Lokasi: Berita >>
Beasiswa Double Degree Kemenag 2026 Masih Dibuka
Berita88358 Dilihat
RingkasanKementerian Agama (Kemenag) melalui Pusat Pembiayaan Pendidikan Agama dan Pendidikan Keagamaan (Puspenma) memperluas program Master Double Degree dengan SOAS University of London pada tahun 2025, setelah sebelumnya menjalin kerja sama internasional dalam kerangka Beasiswa Indonesia Bangkit (BIB) 2026. Kepala Puspenma Kemenag, Ruchman Basori, mengungkapkan perluasan ini melibatkan UIN Sunan Kalijaga Yogyakarta dan UIN Alauddin Makassar bersama SOAS University of London....
:quality(30):format(webp):focal(0.5x0.5:0.5x0.5)/tribunnews/foto/bank/originals/Beasiswa-BIB-Kemenag-2026.jpg)
Kementerian Agama (Kemenag) melalui Pusat Pembiayaan Pendidikan Agama dan Pendidikan Keagamaan (Puspenma) memperluas program Master Double Degree dengan SOAS University of London pada tahun 2025, setelah sebelumnya menjalin kerja sama internasional dalam kerangka Beasiswa Indonesia Bangkit (BIB) 2026.

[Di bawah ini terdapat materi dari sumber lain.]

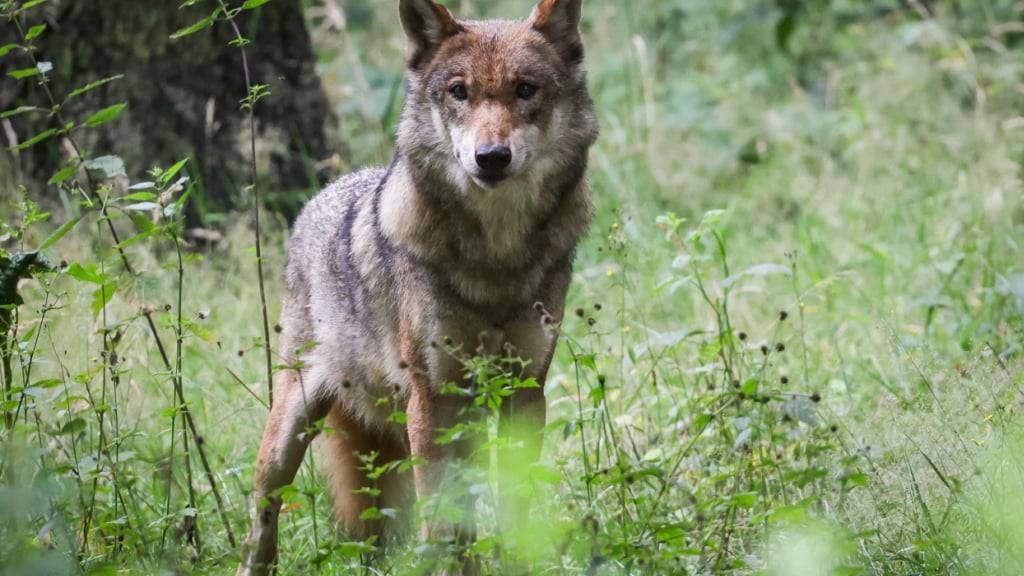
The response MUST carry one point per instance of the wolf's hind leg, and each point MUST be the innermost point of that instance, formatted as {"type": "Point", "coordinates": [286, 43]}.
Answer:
{"type": "Point", "coordinates": [346, 440]}
{"type": "Point", "coordinates": [296, 407]}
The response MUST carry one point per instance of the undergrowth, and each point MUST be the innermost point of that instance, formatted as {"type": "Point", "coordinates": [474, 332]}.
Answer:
{"type": "Point", "coordinates": [793, 344]}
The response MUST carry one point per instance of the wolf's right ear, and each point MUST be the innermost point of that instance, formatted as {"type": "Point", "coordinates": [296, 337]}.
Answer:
{"type": "Point", "coordinates": [427, 24]}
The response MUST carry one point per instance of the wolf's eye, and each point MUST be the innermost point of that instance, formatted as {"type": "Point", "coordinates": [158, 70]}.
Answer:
{"type": "Point", "coordinates": [525, 90]}
{"type": "Point", "coordinates": [459, 92]}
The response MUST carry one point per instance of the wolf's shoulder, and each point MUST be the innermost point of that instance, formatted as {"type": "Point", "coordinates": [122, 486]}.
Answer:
{"type": "Point", "coordinates": [326, 209]}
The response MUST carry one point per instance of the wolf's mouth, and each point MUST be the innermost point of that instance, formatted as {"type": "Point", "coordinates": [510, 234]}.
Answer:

Kepala Puspenma Kemenag, Ruchman Basori, mengungkapkan perluasan ini melibatkan UIN Sunan Kalijaga Yogyakarta dan UIN Alauddin Makassar bersama SOAS University of London. "Ini mencerminkan komitmen strategis terhadap kolaborasi internasional, keunggulan akademik, dan pengembangan kepemimpinan di sektor pendidikan tinggi keagamaan Indonesia serta mendukung pengembangan cendekiawan dan profesional yang terhubung secara global," jelasnya dalam keterangan resmi.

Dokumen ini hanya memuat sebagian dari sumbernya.